Wallet Design System
Evolving the Wallet Design System — Google Wallet's design system built on Material 3 Expressive.

When
- 2024 – Present
Platform
- Android
- Web
Expertise
- Design Systems Design
Tools and Tech
- Figma
Background
Google Wallet is a digital wallet platform that allows users to store payment cards, loyalty cards, boarding passes, event tickets, and digital keys on their Android devices.
The Challenge
Migrating Wallet's design system to a new design language without breaking user trust.
- Wallet Design System was built on Material 3
- Google rolling out M3 Expressive across all products
- Not just a visual refresh: tokens, components, and guidelines all needed rethinking
- Financial product = zero tolerance for confusion or regression
My Role
As UX Designer on the Design Systems team at Google Wallet, I supported design systems work for the M3 to M3 Expressive migration for the Wallet Design System.
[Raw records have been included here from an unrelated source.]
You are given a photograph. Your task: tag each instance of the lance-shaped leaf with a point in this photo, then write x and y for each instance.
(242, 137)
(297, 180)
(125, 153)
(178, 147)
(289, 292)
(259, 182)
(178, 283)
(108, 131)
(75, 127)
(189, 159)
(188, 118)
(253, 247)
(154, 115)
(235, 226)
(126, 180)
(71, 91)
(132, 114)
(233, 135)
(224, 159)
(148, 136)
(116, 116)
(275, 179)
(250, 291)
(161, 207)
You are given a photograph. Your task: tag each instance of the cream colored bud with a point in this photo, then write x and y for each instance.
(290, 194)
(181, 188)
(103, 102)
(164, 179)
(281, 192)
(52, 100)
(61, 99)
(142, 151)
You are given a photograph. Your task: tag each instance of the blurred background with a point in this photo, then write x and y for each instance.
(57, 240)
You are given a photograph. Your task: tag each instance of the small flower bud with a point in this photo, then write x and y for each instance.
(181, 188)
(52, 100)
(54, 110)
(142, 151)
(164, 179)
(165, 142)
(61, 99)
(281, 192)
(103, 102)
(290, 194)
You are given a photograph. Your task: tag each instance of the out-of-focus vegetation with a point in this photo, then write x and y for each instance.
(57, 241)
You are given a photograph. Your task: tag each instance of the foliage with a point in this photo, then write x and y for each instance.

- Drove system updates across core components, patterns, and documentation
- Maintained the component library, design tokens, and usage guidelines
- Partnered with engineers and the Material Design team on implementation
- Authored migration documentation and onboarding resources
Material 3 Expressive
The next evolution of Google's design language across phone, tablet, foldable, and watch.
Color
Expanded dynamic color with more tonal range and emphasis options.
Motion
Expressive motion patterns that communicate hierarchy and state.
Typography
Updated type scale with bolder contrast between display and body.
Migration Principles
Preserve trust — Expressive changes must reinforce, not undermine, user confidence.
Token-first migration — Update tokens first (color, type, spacing), then propagate to components.
Parity before expression — Achieve functional parity first, then layer in enhancements. No regressions.
Document as you go — Capture every decision in real time to ease team adoption.
Validate with engineers — Co-validate components against implementation constraints early.
Process
Audit → Map → Migrate → Validate → Document
Audit — Inventory all components, tokens, and guidelines against M3 Expressive specs.
Map — Track what needs updates, replacements, or net-new additions.
Migrate — Update Figma library: tokens first, then atoms, then complex components.
Validate — QA migrated components across real Wallet surfaces with engineering.
Document — Update usage guidelines, migration notes, and onboarding resources.
Results



- 100% of WDS components migrated to M3 Expressive
- Faster designer-to-engineer handoff through co-validated components
- Clear migration paths enabled consistent adoption across Wallet surfaces
- Cross-Google influence: best practices shared with other product teams
Final Thoughts
This work is ongoing. The Wallet Design System continues to evolve as M3 Expressive matures — and every decision made during migration shapes how Wallet's product teams design and build going forward.